Perhaps, like Jacob, we feel that we are wrestling in the dark, coated in mud on the riverbank, unable to let go of the question, or the person, we are struggling with. Perhaps like Jacob, we wonder when this is ever going to end. AND perhaps, like Jacob, we refuse to let go, to give up, until we have a blessing, an answer, a new name.
Because that’s really the point of the story, isn’t it? Despite the fact that Jacob can’t even figure out who his opponent is, despite the fact that he’s just the wrong sort of person—a thief, a usurper, a guy who can’t even get married without something going wrong—despite all of this, Jacob is stubborn, and refuses to give up, even when things seem impossible.

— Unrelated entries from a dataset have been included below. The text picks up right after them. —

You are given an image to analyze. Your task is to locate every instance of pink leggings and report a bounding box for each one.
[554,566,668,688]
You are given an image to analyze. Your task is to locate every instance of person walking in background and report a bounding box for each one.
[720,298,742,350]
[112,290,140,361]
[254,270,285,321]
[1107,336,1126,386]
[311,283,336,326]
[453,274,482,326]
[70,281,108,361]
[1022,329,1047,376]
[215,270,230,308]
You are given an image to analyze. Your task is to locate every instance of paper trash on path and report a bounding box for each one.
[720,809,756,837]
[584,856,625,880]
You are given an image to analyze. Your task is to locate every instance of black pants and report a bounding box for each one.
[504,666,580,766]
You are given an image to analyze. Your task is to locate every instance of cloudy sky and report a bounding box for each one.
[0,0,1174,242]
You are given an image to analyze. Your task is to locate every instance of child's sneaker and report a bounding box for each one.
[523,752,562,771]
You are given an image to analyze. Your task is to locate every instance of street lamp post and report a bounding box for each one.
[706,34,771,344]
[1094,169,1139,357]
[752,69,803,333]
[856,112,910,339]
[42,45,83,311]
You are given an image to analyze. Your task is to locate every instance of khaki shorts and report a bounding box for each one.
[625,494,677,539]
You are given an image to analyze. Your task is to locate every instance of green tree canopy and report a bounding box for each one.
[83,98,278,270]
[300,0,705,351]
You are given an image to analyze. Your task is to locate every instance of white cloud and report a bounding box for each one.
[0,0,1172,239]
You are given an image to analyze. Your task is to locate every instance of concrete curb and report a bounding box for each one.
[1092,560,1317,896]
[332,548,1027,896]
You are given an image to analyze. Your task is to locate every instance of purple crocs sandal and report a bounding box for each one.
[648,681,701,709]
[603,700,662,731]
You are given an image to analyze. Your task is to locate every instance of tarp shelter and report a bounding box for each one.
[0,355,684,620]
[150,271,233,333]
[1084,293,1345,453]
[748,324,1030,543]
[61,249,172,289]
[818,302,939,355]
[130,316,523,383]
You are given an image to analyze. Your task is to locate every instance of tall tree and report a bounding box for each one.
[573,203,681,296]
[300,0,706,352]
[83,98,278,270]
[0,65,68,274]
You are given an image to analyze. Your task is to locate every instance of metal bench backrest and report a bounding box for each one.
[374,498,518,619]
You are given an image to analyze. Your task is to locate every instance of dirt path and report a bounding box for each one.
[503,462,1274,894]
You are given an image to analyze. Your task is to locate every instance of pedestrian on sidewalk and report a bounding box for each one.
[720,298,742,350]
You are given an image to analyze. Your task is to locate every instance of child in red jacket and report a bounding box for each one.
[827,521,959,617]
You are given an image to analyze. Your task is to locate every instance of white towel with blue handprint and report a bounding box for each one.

This is, Jacob’s virtue. There aren’t many—he’s not the kind of guy you want your kids to grow up to be, really. But his persistence, his stubbornness, shows us a faithful response to a question or a problem that won’t let go of you—a problem that tackles you on the riverbank in the middle of the night, or wakes you up from sleep, or haunts your daydreams and waking thoughts. And it’s tempting, isn’t it, to let go. To pretend that the problem doesn’t exist. To say that poverty or racism or public health isn’t my problem. It’s so easy to say “calm down” or “let’s deal with this another time”. It’s so easy to become the Israelites who God condemns in the book of Jeremiah, the people who “have treated the wound of my people carelessly, saying, “Peace, peace,” when there is no peace”.
What is your name?
It’s only after a night of agony, and a realization that this person, this stranger is worth asking a blessing from, that Jacob gets to this question. Because, ultimately, Jacob realizes that he already knows the answer to this unanswered question. The stranger’s response is “Why is it that you ask my name?”. The stranger never answers the question, never says his name. And yet, Jacob names the place “Peniel, saying, ‘For I have seen God face to face, and yet my life is preserved.’”
Somewhere, in that night of agony, that night of unanswered questions, Jacob figured out that this stranger was God. And the only reason he knew this was out of stubbornness, a refusal to let go, to give up on the wrestling.
As we, like Jacob, face a host of new and old questions that refuse to go away, I hope our faithful response is this—to wrestle with them, to sit with the discomfort of not knowing answers, to stick with it for as long as it takes, until we too, receive a blessing, a new name, a new way of being God’s people in this world. Until when we ask of our question “what is your name”, we already know that the answer is God—the God who wrestles us, the God who calls us new life and dignity, the God who asks us what our name is, and who blesses our wrestling with a future we have only begun to imagine.